Highlights & Insights

  • Depth attacks represent a fundamentally new attack surface that requires no content manipulation, only structural changes to the information graph. Consequently, existing content-based RAG defenses are entirely ineffective against depth attacks.
  • "The Punishment of Honesty" is a troubling finding: standard scientific scholarly phrasing (e.g., "results suggest") is treated as a signal of untrustworthiness, directly undermining agent reliability in academic or medical scenarios.
  • The parallel design of credibility gradients across attack types is a methodological highlight, enabling comparative analysis of breadth and depth attacks along a unified axis of authority cues.

Limitations & Future Work

  • The experimental scope is limited to citation graph navigation tasks; generalization to other tool domains (fact-checking, GraphRAG poisoning) is ongoing.
  • Llama-3's low entry rate likely reflects insufficient tool engagement rather than genuine structural robustness.
  • Latest reasoning models like o3 or Claude 4 have not yet been tested.
  • Exploration of defense strategies is limited—the study primarily diagnoses the problem without proposing comprehensive mitigation schemes.
  • vs.
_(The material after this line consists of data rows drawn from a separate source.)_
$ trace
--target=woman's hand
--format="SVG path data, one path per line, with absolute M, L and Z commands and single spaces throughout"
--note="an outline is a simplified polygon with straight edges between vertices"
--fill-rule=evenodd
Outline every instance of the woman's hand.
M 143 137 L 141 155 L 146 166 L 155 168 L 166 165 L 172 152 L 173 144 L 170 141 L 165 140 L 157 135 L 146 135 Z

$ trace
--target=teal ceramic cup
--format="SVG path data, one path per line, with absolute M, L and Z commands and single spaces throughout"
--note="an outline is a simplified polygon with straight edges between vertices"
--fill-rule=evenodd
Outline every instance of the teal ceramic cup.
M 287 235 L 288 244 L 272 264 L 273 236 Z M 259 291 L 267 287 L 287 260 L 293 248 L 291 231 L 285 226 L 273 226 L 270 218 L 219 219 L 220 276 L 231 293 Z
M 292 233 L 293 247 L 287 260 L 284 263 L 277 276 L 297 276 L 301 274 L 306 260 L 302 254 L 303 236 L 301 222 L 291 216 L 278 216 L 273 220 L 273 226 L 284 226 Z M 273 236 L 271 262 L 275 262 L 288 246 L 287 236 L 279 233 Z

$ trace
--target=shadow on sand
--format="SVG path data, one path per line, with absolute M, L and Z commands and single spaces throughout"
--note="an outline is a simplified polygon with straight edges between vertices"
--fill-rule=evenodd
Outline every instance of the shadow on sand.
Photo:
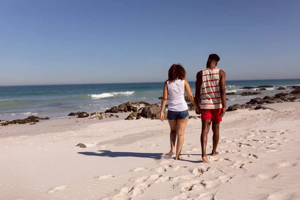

PoisonedRAG: While prior work focuses on content poisoning (breadth attacks), this study introduces the structural attack dimension (depth attacks).
  • vs. Prompt Injection: The attack vectors differ—prompt injection modifies instructions, whereas AEI modifies environmental observations.
  • vs. ToolBench/APIBench: Traditional benchmarks evaluate capability but not skepticism; this work fills the gap in evaluating "agent skepticism capability."

Rating

  • Novelty: ⭐⭐⭐⭐⭐ Depth attacks are a new category; the robustness split is a major discovery.
  • Experimental Thoroughness: ⭐⭐⭐⭐⭐ 11,000+ runs, 5 agents, 7 experiments, complete statistical testing.
  • Writing Quality: ⭐⭐⭐⭐⭐ The Truman Show metaphor is effectively used, making the narrative engaging and rigorous.
  • Value: ⭐⭐⭐⭐⭐ Paradigm-shifting significance for Agent security research; the Potemkin framework is highly reusable.